In Needham-Schroeder, the KDC’s reply to Alice plays two roles: It gives her the means to prove her identity (only Alice can decrypt the reply), and it gives her a sort of secret-key certificate or “ticket” to present to Bob—the session key and Alice’s identifier, encrypted with Bob’s master key. In Kerberos, those two functions—and the KDC itself, in effect—are split up (Figure 206). A trusted server called an Authentication Server (AS) plays the first KDC role of providing Alice with something she can use to prove her identity—not to Bob this time, but to a second trusted server called a Ticket Granting Server (TGS). The TGS plays the second KDC role, replying to Alice with a ticket she can present to Bob. The attraction of this scheme is that if Alice needs to communicate with several servers, not just Bob, then she can get tickets for each of them from the TGS without going back to the AS.

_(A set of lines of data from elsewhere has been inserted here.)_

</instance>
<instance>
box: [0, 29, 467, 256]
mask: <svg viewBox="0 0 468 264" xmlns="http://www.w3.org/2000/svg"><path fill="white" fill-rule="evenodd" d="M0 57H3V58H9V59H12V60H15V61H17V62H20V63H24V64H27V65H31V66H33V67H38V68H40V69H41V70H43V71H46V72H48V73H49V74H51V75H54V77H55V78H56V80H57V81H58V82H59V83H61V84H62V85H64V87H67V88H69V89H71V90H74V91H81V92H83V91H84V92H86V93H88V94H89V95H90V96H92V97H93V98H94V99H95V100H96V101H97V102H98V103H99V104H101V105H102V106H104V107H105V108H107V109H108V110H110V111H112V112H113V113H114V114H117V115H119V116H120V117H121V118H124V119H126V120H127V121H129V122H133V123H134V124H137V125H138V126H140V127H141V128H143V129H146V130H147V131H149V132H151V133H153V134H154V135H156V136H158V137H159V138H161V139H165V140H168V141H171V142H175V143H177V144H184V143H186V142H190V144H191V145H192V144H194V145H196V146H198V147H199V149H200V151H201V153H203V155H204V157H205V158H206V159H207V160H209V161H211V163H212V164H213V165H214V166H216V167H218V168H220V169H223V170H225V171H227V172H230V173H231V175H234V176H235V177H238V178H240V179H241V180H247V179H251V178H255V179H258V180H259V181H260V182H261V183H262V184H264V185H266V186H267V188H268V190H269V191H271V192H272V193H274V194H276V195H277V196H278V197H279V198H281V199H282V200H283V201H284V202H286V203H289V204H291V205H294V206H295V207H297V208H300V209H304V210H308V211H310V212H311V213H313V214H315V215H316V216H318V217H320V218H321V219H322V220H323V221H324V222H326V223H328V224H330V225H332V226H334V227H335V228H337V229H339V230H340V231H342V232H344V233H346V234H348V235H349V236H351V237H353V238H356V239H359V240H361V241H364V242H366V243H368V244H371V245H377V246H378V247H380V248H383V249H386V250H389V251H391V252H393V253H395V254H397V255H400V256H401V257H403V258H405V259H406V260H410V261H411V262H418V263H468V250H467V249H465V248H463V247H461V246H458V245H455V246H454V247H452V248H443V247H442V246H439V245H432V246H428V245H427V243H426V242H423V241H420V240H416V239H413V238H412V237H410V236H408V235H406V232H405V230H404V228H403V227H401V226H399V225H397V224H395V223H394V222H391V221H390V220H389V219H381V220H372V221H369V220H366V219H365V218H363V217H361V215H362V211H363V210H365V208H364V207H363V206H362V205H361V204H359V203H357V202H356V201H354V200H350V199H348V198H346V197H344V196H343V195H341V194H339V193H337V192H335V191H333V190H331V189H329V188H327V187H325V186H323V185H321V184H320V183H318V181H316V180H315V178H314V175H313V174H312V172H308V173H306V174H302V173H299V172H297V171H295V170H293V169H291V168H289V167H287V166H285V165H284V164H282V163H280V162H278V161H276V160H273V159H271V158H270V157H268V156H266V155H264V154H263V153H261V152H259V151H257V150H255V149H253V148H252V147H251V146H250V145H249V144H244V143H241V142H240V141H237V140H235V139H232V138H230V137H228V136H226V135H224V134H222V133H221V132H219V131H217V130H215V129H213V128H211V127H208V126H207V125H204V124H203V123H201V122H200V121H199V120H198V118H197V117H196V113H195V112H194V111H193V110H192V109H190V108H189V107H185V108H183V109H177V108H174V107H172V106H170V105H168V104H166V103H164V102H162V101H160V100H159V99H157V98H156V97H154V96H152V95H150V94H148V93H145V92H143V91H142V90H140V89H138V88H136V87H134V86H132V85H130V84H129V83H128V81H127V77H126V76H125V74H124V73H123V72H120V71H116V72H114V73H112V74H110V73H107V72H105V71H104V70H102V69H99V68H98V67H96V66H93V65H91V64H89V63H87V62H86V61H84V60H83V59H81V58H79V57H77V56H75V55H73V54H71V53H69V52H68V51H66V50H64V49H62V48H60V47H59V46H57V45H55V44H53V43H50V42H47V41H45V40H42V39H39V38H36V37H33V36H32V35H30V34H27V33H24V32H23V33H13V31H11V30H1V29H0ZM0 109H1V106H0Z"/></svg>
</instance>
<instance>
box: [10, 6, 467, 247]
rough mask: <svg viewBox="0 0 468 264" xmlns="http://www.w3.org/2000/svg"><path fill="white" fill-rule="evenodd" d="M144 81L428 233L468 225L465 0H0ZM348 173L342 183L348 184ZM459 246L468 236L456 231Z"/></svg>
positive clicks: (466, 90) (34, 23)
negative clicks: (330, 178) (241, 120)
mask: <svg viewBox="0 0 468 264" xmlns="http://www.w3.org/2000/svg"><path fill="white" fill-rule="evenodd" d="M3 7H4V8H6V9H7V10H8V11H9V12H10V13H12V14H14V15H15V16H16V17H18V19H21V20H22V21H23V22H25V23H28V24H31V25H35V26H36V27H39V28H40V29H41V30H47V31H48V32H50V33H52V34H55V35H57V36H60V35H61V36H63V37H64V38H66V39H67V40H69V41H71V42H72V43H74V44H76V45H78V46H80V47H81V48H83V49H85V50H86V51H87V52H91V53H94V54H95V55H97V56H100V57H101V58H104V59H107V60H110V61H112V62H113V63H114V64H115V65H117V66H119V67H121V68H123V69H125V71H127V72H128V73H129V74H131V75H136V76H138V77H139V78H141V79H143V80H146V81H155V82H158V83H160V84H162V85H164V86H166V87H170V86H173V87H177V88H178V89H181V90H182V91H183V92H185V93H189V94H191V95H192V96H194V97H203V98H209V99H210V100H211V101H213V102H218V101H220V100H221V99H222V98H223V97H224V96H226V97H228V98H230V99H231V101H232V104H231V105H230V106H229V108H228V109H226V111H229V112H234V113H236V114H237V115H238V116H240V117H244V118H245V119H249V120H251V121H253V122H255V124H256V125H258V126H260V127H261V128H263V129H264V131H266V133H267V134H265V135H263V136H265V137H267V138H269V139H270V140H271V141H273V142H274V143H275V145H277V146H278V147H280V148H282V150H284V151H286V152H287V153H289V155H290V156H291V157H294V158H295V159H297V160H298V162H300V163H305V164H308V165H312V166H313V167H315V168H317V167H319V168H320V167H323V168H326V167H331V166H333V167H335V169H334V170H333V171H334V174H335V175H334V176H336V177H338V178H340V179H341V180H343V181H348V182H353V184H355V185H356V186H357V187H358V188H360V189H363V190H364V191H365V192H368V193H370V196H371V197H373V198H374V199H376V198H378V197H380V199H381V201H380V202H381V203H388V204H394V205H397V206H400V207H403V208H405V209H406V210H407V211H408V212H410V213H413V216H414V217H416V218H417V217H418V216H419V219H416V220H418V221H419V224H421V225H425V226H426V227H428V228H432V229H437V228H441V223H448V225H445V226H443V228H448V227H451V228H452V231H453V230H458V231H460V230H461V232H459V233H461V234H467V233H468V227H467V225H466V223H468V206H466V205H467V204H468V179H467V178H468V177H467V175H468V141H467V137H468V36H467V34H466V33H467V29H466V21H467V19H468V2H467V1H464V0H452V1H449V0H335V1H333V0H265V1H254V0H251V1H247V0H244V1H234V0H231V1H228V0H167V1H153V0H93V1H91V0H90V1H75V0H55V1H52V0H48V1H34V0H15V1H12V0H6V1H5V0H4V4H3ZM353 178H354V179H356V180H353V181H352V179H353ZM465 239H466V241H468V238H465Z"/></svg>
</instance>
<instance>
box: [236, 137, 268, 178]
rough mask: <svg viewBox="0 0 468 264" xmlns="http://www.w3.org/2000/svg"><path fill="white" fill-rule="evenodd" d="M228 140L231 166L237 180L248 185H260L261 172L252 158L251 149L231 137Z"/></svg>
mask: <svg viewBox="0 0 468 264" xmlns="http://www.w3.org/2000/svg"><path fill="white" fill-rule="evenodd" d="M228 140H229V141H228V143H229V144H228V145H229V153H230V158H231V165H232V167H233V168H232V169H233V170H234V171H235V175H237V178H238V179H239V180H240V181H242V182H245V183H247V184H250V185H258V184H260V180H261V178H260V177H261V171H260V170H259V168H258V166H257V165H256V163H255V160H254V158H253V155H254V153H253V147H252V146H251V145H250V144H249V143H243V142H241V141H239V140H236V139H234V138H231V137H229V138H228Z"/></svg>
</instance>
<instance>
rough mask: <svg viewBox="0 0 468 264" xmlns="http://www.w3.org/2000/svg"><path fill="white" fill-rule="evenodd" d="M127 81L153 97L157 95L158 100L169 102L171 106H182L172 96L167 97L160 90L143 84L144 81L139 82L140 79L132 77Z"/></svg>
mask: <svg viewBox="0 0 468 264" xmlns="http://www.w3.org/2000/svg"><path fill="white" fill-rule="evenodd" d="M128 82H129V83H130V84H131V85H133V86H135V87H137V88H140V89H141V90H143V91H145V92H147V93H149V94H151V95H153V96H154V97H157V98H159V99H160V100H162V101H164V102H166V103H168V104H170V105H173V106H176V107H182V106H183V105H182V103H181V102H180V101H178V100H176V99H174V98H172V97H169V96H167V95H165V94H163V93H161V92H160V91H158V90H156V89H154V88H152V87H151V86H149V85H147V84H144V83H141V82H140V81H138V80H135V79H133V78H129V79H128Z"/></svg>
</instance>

In the client/server application domain for which Kerberos is intended, it is reasonable to assume a degree of clock synchronization. This allows Kerberos to use timestamps and lifespans instead of Needham-Shroeder’s nonces, and thereby eliminate the Needham-Schroeder security weakness. Kerberos supports a choice of hash functions and secret-key ciphers, allowing it to keep pace with the state-of-the-art in cryptographic algorithms.